Section: Scientific Foundations

Methodology for Large Scale Distributed Systems

Research in the context of LSDS involves understanding large scale phenomena from the theoretical point of view up to the experimental one under real life conditions.

One key aspects of the impact of large scale on LSDS is the emergence of phenomena which are not coordinated, intended or expected. These phenomena are the results of the combination of static and dynamic features of each component of LSDS: nodes (hardware, OS, workload, volatility), network (topology, congestion, fault), applications (algorithm, parameters, errors), users (behavior, number, friendly/aggressive).

Validating current and next generation of distributed systems targeting large-scale infrastructures is a complex task.
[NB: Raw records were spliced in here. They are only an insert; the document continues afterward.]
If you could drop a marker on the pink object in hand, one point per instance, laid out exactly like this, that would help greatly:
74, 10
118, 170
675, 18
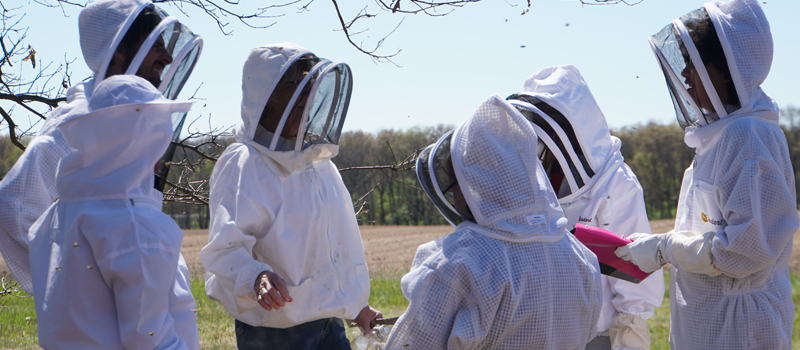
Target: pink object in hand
603, 243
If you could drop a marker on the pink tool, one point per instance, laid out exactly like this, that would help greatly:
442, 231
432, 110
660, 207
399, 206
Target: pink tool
603, 243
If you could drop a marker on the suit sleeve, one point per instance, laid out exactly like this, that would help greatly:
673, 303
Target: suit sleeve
629, 216
228, 257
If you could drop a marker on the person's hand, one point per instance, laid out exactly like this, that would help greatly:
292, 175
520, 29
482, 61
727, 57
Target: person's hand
271, 291
646, 251
365, 318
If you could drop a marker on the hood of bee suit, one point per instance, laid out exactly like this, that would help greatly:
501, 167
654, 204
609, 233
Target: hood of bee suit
116, 137
261, 74
744, 35
569, 122
504, 184
103, 25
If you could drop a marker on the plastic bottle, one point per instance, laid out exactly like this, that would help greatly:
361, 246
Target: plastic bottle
374, 340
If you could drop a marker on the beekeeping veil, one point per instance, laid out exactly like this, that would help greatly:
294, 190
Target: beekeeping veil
714, 59
494, 162
574, 141
437, 177
293, 99
111, 25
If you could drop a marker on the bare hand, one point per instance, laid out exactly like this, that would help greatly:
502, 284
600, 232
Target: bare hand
271, 291
365, 318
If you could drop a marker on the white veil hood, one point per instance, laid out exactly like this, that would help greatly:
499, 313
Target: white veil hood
563, 88
495, 159
116, 144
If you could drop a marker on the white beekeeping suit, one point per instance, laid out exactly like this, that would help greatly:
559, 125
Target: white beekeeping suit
104, 257
729, 284
29, 188
278, 204
510, 276
595, 188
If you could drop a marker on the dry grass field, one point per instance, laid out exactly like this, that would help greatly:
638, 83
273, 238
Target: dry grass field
390, 248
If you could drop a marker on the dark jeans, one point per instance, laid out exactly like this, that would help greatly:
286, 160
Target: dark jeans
325, 334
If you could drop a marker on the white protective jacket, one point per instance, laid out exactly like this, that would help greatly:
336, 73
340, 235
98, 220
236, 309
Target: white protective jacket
104, 258
611, 197
282, 211
515, 279
740, 189
29, 188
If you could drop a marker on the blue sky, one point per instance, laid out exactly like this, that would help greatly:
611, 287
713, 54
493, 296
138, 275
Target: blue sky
449, 65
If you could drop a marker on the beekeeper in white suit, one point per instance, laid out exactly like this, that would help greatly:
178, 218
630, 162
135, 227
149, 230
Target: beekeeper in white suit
729, 284
284, 255
594, 187
104, 257
117, 37
511, 276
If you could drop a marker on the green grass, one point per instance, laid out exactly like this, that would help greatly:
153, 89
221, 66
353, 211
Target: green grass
18, 322
18, 318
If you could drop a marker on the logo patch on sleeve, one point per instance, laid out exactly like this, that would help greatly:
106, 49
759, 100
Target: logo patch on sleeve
535, 219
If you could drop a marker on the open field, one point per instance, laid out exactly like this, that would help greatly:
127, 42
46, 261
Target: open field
389, 248
389, 252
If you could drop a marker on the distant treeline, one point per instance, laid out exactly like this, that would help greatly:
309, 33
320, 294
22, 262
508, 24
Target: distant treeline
656, 153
Several methodologies are possible. However, experimental evaluations on real testbeds are unavoidable in the life-cycle of a distributed middleware prototype. In particular, performing such real experiments in a rigorous way requires to benchmark developed prototypes at larger and larger scales. Fulfilling this requirement is mandatory in order to fully observe and understand the behaviors of distributed systems. Such evaluations are indeed mandatory to validate (or not!) proposed models of these distributed systems, as well as to elaborate new models. Therefore, to enable an experimentally-driven approach for the design of next generation of large scale distributed systems, developing appropriate evaluation tools is an open challenge.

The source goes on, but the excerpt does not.